経営者が商人として「感謝の心」に目醒めることです
独自の経営方針を確立するために(37)

残念ながら「プロジェクト21」の提案は多方面から共感を受けながら、業界をリードするだけの力はなく未消化に終わりました。

未だ業界人の危機感が希薄であったことは否めないところです。あれから20年の歳月が経過し、やっと各種の「生活態」が登場し始めたところですが、時を逸した感は免れ得ません。

そこでライフスタイル変化から今や過半数を占める再生型の「革新プログラム」です。このプログラムの進行に欠かすことのできない最大の条件が経営者の「自己革新」です。

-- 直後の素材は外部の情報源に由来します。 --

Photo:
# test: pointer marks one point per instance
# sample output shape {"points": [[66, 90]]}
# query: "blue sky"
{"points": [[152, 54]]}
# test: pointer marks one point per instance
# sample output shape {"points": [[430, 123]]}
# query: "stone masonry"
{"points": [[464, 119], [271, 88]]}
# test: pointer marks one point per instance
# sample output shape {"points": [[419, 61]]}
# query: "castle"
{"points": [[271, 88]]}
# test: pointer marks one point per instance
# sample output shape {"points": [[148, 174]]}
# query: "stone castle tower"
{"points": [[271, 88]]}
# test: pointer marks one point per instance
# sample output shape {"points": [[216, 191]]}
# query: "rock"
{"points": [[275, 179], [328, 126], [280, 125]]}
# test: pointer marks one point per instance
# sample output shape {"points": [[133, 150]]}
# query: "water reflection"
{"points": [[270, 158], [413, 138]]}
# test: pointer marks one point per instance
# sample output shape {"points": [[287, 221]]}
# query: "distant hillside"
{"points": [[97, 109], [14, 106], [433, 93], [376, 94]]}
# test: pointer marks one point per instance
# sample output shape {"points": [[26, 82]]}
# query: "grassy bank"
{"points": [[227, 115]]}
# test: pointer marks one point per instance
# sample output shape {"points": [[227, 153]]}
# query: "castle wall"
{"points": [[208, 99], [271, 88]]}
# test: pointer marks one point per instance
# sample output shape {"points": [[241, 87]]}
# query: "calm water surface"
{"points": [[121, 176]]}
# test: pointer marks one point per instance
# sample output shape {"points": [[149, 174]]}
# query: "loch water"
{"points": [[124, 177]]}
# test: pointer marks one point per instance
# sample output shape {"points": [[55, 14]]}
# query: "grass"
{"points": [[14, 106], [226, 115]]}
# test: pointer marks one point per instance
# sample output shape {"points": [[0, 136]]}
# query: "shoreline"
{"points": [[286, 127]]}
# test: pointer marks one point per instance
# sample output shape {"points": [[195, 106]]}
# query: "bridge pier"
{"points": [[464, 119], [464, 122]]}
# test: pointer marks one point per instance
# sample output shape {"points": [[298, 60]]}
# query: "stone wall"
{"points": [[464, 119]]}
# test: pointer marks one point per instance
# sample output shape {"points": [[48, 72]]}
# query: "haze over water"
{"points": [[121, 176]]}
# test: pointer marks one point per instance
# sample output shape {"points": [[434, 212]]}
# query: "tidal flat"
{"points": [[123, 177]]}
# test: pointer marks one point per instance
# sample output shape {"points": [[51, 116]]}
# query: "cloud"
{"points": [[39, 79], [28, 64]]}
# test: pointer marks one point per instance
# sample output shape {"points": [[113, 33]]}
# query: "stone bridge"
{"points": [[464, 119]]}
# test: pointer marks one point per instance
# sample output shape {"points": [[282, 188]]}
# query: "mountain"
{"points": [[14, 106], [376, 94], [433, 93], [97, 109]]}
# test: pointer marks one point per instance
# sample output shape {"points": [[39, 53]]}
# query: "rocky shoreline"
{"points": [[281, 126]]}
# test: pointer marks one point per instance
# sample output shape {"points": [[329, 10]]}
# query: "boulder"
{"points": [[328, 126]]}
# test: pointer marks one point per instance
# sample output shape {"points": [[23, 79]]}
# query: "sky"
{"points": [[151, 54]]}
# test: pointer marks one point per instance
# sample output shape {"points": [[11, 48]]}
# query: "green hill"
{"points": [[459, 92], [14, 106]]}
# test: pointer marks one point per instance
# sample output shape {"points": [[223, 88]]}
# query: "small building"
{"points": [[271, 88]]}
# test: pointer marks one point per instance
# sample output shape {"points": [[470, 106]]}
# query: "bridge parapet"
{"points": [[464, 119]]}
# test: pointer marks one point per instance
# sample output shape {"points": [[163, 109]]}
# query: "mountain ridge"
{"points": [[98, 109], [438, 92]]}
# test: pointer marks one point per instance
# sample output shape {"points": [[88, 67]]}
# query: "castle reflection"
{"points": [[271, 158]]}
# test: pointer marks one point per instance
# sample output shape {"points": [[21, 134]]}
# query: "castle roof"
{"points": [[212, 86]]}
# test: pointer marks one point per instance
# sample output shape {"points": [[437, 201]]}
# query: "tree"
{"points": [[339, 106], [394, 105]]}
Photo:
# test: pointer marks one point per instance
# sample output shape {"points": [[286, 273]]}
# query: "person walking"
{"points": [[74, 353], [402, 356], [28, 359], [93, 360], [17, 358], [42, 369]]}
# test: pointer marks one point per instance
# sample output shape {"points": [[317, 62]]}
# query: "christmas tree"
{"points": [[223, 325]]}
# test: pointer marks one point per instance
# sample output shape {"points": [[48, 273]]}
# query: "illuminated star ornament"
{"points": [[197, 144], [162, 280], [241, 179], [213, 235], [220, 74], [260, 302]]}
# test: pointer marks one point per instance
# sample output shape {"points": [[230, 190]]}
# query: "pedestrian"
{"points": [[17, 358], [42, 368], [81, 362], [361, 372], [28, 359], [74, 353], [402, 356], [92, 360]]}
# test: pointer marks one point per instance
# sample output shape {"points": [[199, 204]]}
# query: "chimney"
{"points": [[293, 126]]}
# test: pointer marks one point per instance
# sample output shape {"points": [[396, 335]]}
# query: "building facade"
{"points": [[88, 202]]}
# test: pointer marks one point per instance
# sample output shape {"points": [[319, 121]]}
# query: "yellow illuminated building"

この課題が数ある経営上の難題のなかで、いちばん難しい課題でもあります。すでに「ライフスタイルマーケティング」の経営理念の項で紹介した経営者の問題意識です。ここで再確認です。

1. 経営者が自分の利益、幸せを切に求める。
2. 自分と家族の幸せを真剣に考える。

3. さらに社員、パートさんの幸せを考える。
4. お客様、取引先にも同等に感謝し、その幸せと繁栄を
  願う。
5. 森羅万象に「生かされている」気づきと感謝の心。

1.の意識がまさしく「生業」です。2.の段階なら「家族経営」に徹することです。3.の段階から「家業経営」としてのマネジメントが始まります。

つまり社長は同時に経営者へ変わらなければなりません。商人としての社長はすなわち経営者とは限らないからです。

5.の「生かされている」感謝の心に目醒めること、これこそ今を生きる経営者、商人の自己革新にほかなりません。